Clase allowed more earned runs in the 2024 postseason than he did in the regular season. In Game 2 of the AL Division Series, he gave up a game-winning three-run home run in the ninth inning to Kerry Carpenter of the Detroit Tigers, the first run Clase allowed since August 30 and just his third home run allowed in the season. Clase recorded saves in games 4 and 5 that won the series, with the latter being the first six-out save of his major league career. In Game 3 of the AL Championship Series, Clase gave up back-to-back home runs in the top of the 8th inning to New York Yankees sluggers Aaron Judge and Giancarlo Stanton. In Game 4, with the game tied in the 9th inning, Clase gave up two more runs as his postseason ERA ballooned to 10.29, compared to his 0.61 ERA in 74 games during the regular season.

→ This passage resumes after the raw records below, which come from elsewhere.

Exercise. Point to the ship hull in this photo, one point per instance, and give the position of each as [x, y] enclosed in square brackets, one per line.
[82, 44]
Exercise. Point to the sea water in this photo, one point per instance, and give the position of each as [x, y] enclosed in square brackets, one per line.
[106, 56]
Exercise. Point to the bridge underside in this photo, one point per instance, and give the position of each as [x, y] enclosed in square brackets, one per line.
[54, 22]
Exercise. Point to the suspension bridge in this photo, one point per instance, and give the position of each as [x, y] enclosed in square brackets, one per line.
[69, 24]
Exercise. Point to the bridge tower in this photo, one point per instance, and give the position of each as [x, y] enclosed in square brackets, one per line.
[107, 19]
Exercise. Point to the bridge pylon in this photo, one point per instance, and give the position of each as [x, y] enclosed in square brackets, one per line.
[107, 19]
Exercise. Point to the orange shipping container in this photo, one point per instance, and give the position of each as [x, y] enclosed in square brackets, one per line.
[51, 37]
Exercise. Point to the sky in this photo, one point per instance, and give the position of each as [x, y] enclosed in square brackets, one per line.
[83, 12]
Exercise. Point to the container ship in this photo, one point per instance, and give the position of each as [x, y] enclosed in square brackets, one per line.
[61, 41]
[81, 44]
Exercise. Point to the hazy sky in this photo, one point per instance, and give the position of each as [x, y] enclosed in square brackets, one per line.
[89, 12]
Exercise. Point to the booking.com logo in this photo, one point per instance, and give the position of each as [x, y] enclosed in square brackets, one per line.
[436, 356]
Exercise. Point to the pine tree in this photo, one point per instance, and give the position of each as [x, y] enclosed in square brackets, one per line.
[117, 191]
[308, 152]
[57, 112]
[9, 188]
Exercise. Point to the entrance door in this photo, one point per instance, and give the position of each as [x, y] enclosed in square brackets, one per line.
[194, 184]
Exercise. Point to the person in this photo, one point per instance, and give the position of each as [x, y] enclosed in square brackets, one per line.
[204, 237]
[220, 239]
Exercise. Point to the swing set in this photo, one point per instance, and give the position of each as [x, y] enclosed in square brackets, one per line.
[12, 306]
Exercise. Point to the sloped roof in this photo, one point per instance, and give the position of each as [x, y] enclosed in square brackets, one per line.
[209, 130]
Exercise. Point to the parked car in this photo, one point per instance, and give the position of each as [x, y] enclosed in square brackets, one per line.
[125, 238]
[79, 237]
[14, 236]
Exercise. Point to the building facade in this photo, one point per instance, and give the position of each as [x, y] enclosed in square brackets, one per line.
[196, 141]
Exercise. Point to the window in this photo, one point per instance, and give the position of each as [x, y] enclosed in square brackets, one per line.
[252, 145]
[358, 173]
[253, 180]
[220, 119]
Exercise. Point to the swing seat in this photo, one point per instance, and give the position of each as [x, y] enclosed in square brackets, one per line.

In 2025, he was 5–3 with a 3.23 ERA in 47 1/3 innings. He also compiled 24 saves in 29 opportunities before he was placed on paid leave in July.

==Gambling allegations, indictment and arrest==
On July 28, 2025, Clase was placed on non-disciplinary paid leave as part of an investigation by MLB into sports betting. Clase did not pitch again that season. Following the end of the season, he attempted to join the Estrellas Orientales of the Dominican Professional Baseball League (LIDOM). However, because the gambling investigation was active, LIDOM did not allow him to play.

On November 9, 2025, federal prosecutors from the United States District Court for the Eastern District of New York indicted Clase and teammate Luis Ortiz on charges including wire fraud conspiracy, conspiracy to influence sporting contests by bribery, and money laundering conspiracy. The indictment alleges that Clase and Ortiz "agreed in advance with their co-conspirators to throw specific types of pitches and speeds of pitches", and the co-conspirators then used the information to place bets.

On November 13, 2025, Clase was arrested at JFK Airport in New York City by Federal Bureau of Investigation agents. Hours later, he was arraigned in a Brooklyn federal court, entering a plea of not guilty.

==Pitching style==
Clase throws an upper 90s/low 100s mph cut fastball and a low 90s slider. He has demonstrated an exceptional ability to control his pitches despite throwing at such a high velocity, averaging just 1.8 walks per 9 innings as of the end of the 2025 season.